Mrs Meadows said, ‘I just have to speak up. I’m proud of you, sweetheart. I am. But when you graduate in the spring, well, a degree in philosophy isn’t going to get you much of a job, is it? Look at the economy. Look at –’
‘The big picture. I will, I promise.’
‘Just make sure to cover your bases, that’s all I’m saying. Don’t squander the opportunities so many women paid so dearly for. For the first time ever, a girl like you really
can
have it all.’ She glanced meaningfully at the back of David’s head.
‘I know. I’m grateful, I really am.’ Sarah kept her voice carefully sarcasm free. ‘I’ll try.’
Sarah considered the mass of contradictions that was her mother. One minute burning her bra, the next stuffing her
breasts
into a push-up to please her man.
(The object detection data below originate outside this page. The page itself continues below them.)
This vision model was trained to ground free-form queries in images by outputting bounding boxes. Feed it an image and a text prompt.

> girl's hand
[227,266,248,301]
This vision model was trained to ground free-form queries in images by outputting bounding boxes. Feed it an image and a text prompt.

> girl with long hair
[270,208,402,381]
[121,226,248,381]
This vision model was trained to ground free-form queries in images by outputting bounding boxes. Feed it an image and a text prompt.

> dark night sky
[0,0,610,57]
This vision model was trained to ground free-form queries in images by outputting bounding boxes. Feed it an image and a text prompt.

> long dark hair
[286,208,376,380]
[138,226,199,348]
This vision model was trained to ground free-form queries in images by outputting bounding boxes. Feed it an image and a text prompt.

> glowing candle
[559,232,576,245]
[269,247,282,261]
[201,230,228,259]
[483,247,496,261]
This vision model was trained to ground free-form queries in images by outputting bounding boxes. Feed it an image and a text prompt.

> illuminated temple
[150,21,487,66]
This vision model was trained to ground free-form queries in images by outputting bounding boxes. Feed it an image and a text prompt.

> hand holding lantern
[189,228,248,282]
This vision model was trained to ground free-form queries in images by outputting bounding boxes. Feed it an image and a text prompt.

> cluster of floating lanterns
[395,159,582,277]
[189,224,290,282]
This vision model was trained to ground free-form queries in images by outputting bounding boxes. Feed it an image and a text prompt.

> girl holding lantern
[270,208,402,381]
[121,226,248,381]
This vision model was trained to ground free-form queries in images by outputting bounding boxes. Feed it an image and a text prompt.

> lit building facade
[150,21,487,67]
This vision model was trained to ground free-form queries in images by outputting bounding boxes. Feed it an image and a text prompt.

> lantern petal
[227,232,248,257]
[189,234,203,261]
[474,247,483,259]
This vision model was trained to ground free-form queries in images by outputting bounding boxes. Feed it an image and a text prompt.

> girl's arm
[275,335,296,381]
That thought led to another – the way she’d compressed her breasts with her hands to push them up to Jack. Christ. She felt her own cheeks start to flush. What would her mom have to say about that?
‘You could use a little make-up,’ said Mrs Meadows. She was patting powder on her face and now she dabbed Sarah’s nose with her orange-streaked puff. ‘Maybe buy some with your birthday money.’